[Web] [Development] Search engine indexing of qt-project.org

Tue Jun 11 17:30:28 CEST 2013

CCing web at qt-project.org...

On 11 June 2013 17:13, Robin Burchell <robin+qt at viroteck.net> wrote:
> Hi,
>
> I've noticed that the quality of search results for Qt documentation
> (and so forth) in search engines has been terrible. I just noticed
> that they now seem to be hosted directly on http://qt-project.org,
> which has a robots.txt with the following gem:
>
> User-agent: *
> Disallow: /

Really? I get a much more complete robots, which disallows only certain parts...

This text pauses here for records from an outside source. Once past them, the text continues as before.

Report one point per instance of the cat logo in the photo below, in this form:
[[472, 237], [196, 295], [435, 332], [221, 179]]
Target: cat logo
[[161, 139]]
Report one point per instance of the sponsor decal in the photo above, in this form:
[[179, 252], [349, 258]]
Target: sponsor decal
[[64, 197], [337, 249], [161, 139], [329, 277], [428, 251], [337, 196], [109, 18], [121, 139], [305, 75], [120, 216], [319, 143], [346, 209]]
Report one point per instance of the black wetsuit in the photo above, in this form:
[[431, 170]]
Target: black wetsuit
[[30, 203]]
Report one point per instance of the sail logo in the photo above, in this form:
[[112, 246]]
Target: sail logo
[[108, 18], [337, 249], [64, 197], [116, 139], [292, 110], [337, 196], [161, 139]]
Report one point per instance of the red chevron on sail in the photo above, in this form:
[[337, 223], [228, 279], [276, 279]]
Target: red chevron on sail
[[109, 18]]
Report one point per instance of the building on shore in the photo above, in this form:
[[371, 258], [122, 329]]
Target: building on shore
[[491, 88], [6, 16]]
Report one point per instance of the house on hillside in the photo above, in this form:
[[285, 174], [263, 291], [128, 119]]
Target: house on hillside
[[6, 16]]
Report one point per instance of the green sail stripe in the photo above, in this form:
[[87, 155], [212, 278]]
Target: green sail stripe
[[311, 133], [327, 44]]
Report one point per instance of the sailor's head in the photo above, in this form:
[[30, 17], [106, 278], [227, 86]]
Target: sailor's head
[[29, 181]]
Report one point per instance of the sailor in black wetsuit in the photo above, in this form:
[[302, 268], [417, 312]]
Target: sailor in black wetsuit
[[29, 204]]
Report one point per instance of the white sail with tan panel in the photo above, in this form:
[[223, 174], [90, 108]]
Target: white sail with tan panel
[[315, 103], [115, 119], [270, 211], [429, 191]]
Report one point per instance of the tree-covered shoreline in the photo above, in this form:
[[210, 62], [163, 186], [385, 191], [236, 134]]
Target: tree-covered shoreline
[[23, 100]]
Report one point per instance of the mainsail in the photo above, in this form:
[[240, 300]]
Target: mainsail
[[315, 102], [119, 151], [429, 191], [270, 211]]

> This seems ... very counterproductive. It certainly explains the bad
> results. Can someone please comment why this is so, if this is
> correct, or forward it to the right people to get it fixed please?

Amongst other things, this is still open (together with its
suggestions to improve ranking, which unless implemented can't be
disproven) https://bugreports.qt-project.org/browse/QTWEBSITE-504

--
Giuseppe D'Angelo

(for reference)

$  GET http://qt-project.org/robots.txt
# Start Qt Developer Network file for metal spiders

# Skip the following:
User-agent: *
Disallow: /images/
Disallow: /themes/
Disallow: /forums/member_search/
Disallow: /forums/search_results/
Disallow: /forums/search/
Disallow: /member/
Disallow: /ignore_member/
Disallow: /forums/new_topic_search/
Disallow: /forums/view_pending_topics/
Disallow: /email/
Disallow: /wiki/*/edit/
Disallow: /wiki/*/revision/
Disallow: /wiki/diff/
Disallow: /wiki/pdf/
Disallow: /revision/
Cache-delay: 5
Crawl-delay: 2

# Allow Google to crawl our general images
User-agent: Googlebot-Image
Allow: /images/

# End robots.txt file